«Степь» и замыслы романа
«Степь» и замыслы романа
«Степь» пишу не спеша, как гастрономы едят дупелей, с чувством, с толком, с расстановкой», — говорил Чехов в письме к Плещееву (Плещеев Алексей Николаевич (1825–1893), Поэт, участник кружка Петрашевского. Печатался в «Отечественных записках», затем в «Северном вестнике») — заведующему беллетристическим отделом «Северного вестника».
«Степь» — важнейший этап в истории чеховского творчества.
«Тема хорошая, пишется весело, но, к несчастью, от непривычки писать длинно, от страха написать лишнее, я впадаю в крайность.
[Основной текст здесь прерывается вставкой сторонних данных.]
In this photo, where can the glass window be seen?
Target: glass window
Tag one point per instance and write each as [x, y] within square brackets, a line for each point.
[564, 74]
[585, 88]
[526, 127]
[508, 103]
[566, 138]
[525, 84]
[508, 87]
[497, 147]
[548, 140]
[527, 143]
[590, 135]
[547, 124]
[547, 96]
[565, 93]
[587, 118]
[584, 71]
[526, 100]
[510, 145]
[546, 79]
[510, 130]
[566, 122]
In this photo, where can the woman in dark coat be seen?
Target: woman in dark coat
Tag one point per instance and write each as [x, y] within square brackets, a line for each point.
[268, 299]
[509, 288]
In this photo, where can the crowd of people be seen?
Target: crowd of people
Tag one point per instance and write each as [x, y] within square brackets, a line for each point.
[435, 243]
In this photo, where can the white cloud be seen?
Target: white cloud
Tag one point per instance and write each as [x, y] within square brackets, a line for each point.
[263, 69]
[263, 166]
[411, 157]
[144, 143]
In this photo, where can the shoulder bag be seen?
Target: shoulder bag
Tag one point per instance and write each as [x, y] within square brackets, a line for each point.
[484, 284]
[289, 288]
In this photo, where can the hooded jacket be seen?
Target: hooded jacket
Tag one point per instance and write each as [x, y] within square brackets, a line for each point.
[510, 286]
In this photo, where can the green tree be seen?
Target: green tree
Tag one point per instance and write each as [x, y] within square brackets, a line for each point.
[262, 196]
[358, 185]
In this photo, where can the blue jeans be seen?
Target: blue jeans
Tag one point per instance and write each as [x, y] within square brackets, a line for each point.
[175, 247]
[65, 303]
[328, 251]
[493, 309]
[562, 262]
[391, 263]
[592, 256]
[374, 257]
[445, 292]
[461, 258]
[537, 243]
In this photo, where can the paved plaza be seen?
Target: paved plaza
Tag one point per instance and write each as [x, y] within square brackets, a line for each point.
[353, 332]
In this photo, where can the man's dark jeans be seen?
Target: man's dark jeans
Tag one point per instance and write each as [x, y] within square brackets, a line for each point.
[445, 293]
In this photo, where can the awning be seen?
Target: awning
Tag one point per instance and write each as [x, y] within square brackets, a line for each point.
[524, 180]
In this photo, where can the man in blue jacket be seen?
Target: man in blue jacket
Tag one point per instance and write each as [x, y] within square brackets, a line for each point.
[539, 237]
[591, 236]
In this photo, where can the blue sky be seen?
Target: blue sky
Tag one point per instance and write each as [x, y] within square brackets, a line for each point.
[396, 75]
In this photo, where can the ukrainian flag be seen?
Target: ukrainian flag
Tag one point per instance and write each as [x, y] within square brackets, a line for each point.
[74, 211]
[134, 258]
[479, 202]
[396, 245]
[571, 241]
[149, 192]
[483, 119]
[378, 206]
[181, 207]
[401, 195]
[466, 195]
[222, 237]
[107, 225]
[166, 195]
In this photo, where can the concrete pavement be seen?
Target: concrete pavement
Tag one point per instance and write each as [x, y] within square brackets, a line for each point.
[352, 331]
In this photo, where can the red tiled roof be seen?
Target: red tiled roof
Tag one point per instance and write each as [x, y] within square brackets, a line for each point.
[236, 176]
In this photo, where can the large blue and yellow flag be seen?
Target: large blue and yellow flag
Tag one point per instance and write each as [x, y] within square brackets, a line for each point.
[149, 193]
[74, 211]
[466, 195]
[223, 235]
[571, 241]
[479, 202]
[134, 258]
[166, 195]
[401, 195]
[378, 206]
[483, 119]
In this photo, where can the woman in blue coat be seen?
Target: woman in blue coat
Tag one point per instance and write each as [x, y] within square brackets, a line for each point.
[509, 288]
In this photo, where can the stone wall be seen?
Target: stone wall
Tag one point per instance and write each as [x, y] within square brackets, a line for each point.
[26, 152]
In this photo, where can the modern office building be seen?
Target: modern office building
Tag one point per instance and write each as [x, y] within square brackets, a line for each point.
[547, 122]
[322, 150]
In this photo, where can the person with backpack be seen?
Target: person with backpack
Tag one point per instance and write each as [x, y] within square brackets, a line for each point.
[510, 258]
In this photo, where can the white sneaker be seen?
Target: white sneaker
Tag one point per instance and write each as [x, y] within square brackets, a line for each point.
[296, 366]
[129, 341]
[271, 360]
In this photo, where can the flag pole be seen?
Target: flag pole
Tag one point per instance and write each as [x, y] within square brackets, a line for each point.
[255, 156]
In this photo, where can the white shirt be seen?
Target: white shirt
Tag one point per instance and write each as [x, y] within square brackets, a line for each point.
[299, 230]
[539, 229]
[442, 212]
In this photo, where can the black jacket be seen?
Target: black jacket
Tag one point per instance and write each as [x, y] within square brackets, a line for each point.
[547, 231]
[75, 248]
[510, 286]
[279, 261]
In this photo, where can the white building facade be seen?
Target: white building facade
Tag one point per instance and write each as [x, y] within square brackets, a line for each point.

Каждая страница выходит компактной как маленький рассказ, картины громоздятся, теснятся и, заслоняя друг друга, губят общее впечатление», — говорил он В. Г. Короленко.
Я. П. Полонскому (Полонский Яков Петрович (1819–1898). Известный поэт, написавший также ряд беллетристических произведений. Опубликованы его письма к А. П. Чехову в сборнике «Слово» (М. 1914). Полонский посвятил Чехову стихотворение «У двери», а Чехов посвятил ему рассказ «Счастье», о котором отзывался, как о своем «лучшем рассказе») Чехов сообщил, что эта «небольшая повесть», в которой он «изображает степь, степных людей, птиц, ночи, грозы», кажется ему «громоздкой и скучной».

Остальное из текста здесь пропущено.